Skip file tags will be done by DUMP skipping files and directories. The command to achieve this is Chattr, which changes the extension attribute on the EXT2 and EXT3 file systems. Chattr D
Use RESTORE to perform the restore to restore information saved using Dump, you can use the restore command. Like tar, DUMP can list (-T) archive the contents and compare with the current file (-C). Whether you must be careful when using DUMP. There are two very different restoration methods, you must use the correct way to get predictable results.
Reconstruction (-R) Remember, consider more of the file system when designing DUMP, not a separate file. Therefore, there are two different file restore style. To rebuild a file system, you can use the -r command line switch. The purpose of design reconstruction is to operate on an empty file system and restore it into a saved state. Before performing reconstruction, you should have created, formatted, and loading (MOUNT) the file system. The file system containing files should not be rebuilt.
Here is an example of performing full reconstruction using the dump described above.
Restore -RF / DEV / NST0
The above command needs to be executed separately for each file system to be restored.
This process can be repeated to add incremental backups when needed.
Extract (-X) If you need to use a separate file instead of using the entire file system, you must use the -X switch to extract them. For example, you have to extract the / etc directory from our tape backup, you can use the following command:
Restore -XF / DEV / NST0 / ETC Interactive Restore (-i) Restore provides another feature is interactive mode. Use the command:
Restore -IF / DEV / NST0
You will put you in the interactive shell, and it also shows items included in this archive. Type "Help" will display a list of commands. Then you can browse and select the item you wish to extract.
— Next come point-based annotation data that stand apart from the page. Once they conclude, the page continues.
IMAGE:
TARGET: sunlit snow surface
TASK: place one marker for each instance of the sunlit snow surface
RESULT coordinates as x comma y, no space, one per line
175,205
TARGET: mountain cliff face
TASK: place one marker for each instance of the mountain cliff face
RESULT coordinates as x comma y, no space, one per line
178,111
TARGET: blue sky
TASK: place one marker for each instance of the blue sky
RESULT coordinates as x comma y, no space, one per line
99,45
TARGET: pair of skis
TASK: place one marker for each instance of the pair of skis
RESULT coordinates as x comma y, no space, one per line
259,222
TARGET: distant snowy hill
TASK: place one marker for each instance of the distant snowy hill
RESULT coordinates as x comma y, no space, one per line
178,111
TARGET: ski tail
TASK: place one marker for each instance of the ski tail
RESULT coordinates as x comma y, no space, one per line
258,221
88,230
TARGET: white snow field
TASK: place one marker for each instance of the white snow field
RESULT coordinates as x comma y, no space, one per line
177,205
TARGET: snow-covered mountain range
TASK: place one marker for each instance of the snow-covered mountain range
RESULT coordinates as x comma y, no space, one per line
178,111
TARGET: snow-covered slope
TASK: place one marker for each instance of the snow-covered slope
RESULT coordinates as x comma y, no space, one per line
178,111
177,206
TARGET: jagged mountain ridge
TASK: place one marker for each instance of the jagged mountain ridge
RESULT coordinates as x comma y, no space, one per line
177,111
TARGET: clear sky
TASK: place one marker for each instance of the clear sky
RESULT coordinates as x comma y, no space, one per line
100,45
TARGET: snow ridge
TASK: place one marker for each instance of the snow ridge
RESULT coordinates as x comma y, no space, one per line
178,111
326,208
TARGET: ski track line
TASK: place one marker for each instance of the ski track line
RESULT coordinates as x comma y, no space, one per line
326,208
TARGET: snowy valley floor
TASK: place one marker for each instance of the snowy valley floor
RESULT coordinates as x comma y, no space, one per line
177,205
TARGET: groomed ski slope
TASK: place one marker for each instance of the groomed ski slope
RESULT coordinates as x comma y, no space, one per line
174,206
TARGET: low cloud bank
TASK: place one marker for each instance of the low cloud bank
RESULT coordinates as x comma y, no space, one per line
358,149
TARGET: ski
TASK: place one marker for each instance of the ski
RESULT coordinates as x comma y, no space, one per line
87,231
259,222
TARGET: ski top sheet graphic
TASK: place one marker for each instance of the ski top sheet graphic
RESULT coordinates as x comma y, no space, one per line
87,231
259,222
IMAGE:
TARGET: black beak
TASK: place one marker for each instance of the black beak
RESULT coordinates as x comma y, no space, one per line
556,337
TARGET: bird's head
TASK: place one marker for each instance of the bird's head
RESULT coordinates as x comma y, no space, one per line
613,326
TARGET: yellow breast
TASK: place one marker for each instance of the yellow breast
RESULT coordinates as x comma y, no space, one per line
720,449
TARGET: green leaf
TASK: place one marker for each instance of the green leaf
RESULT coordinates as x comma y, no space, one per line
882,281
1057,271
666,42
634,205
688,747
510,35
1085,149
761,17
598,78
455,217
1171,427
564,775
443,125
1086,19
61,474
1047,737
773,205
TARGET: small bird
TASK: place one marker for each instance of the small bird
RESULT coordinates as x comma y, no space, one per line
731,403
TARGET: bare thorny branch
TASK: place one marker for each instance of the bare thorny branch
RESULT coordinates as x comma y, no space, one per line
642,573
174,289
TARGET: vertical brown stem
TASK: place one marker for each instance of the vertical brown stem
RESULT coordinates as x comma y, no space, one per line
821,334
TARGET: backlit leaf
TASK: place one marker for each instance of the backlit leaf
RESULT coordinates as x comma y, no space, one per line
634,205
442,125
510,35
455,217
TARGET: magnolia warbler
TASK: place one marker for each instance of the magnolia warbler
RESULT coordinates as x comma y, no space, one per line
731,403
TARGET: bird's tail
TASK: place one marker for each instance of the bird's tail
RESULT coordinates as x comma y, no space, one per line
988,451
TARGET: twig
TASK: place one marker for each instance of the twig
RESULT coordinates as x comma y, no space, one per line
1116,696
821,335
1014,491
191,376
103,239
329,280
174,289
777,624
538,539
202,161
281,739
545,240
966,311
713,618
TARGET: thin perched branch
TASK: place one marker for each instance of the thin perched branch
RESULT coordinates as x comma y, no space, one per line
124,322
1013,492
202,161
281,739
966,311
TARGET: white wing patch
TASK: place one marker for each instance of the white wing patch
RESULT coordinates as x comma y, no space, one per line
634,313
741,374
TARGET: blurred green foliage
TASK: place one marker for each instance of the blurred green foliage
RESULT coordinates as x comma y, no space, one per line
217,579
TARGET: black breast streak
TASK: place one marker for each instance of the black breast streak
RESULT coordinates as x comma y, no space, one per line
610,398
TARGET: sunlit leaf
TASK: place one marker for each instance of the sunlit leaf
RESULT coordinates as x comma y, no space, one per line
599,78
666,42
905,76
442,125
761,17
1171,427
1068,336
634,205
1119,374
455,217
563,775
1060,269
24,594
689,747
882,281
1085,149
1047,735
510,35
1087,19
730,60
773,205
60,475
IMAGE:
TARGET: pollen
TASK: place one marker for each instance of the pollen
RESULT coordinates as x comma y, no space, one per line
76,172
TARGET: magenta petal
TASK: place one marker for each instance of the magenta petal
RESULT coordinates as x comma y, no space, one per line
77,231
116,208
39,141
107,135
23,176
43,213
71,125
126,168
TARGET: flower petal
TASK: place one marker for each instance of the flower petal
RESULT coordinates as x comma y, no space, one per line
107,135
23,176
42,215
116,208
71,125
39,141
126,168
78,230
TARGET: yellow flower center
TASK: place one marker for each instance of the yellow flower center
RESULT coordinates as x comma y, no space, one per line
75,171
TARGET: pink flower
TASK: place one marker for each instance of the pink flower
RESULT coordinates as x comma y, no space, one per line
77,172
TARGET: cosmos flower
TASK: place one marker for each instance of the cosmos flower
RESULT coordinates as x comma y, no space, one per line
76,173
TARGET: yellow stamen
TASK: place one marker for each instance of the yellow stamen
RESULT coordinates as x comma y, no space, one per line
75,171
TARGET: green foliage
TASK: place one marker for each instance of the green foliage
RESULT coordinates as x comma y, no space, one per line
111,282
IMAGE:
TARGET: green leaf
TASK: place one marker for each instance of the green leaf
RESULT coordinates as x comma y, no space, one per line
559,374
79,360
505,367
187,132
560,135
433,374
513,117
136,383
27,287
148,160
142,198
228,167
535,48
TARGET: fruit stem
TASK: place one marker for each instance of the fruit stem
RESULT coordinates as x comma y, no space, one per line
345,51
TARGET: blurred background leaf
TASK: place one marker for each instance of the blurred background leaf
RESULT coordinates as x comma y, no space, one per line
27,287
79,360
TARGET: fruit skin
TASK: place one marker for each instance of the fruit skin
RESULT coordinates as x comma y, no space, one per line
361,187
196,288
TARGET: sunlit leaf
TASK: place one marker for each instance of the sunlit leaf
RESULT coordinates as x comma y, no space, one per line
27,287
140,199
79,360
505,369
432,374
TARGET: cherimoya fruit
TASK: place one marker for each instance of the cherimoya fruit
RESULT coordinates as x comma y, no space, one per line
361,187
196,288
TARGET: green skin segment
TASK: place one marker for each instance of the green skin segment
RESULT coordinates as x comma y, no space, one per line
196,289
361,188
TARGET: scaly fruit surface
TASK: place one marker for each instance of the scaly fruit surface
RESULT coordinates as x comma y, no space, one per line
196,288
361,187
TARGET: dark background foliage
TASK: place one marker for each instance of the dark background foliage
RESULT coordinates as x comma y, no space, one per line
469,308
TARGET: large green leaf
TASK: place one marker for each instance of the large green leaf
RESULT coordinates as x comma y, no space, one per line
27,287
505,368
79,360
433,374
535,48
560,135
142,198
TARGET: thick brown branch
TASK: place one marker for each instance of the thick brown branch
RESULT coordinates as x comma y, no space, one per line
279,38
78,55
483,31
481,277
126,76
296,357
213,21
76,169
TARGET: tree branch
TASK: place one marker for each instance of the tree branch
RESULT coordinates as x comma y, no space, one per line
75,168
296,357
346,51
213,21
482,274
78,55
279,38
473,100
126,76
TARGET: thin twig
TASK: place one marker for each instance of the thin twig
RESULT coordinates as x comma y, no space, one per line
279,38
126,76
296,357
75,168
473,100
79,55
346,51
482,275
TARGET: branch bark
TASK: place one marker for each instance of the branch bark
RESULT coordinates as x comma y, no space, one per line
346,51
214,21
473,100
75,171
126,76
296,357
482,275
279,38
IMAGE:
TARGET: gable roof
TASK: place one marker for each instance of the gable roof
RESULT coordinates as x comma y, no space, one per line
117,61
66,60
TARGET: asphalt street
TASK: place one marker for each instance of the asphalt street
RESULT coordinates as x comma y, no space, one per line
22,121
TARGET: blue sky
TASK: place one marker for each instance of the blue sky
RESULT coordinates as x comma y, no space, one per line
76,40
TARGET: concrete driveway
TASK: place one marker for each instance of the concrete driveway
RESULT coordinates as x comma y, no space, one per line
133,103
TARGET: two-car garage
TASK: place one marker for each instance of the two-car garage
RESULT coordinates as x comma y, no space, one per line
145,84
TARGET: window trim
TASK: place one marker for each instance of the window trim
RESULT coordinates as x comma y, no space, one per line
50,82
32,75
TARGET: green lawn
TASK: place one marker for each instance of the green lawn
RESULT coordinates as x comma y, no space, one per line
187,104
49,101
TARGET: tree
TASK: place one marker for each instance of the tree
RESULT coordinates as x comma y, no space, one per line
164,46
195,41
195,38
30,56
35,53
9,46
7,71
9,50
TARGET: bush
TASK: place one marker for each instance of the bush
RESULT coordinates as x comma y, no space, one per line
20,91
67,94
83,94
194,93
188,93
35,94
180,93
Be sure to remember that any files you extracted will enter the current directory.
Dump and TARDUMP and TAR have a batch of supporters. Both have their own advantages and disadvantages. If you run any file system other than EXT2 or EXT3, DUMP is not available to you. However, if this is not this, then only the least amount of scripts can run DUMP, and DUMP has an interactive mode that can help restore.
I tend to use tar because I like to write scripts to get additional control levels. There are also multi-platform tools for operation .tar files.
Other Tools In Linux, any program that can copy files can be used to perform some degree of backup. Some people use CPIO and DD to perform backups. The CPIO is another packaging utility that is almost similar to TAR, but it is not very common. DD is a file system replication utility that produces a binary copy of the file system. DD can also be used to generate an image of a hard drive, similar to a product such as a GHOST such as Symantec. However, DD is not file-based, so you can only use it to restore data to a fully identical hard drive partition.
Commercial backup products can be used for LINUX commercial backup products. Commercial products generally provide a convenient interface and reporting system, while you must self-sufficient when using tools such as DUMP and TAR. Commercial products are wide and usually provide a large number of features. The biggest advantage of using a commercial package is that there is a pre-established policy for processing backups, you can put your work immediately. Commercial developers have committed many mistakes you will commit, and their wisdom cost is cheap than lost your valuable data.
Tivoli Storage Managertivoli Storage Manager is perhaps the best commercial backup and storage management utility available for Linux. The Tivoli Storage Manager server can run on a variety of platforms, including Linux, and clients can run on more types of platforms.
In essence, the Storage Manager server is configured by a device suitable for backing up the environment. Any system to participate in the backup must load a client that communicates with the server. Backup can be executed as scheduled, manually executed by the Tivoli Storage Manager client interface, or using a web-based interface remote execution.
TSM's nature based on the nature means that there is no need to adjust the list of files frequently, you can define central rules for backup behavior. In addition, IBM Tivoli Storage Resource Manager is also able to identify, evaluate, control, and predict the utilization of enterprise storage assets, and can detect potential problems and automatically apply self-repair adjustment. For more details, see the Tivoli Web site (see links in the reference).
Figure 1. Tivoli Storage Manager menu
The backup and restore are then processed by a remote device.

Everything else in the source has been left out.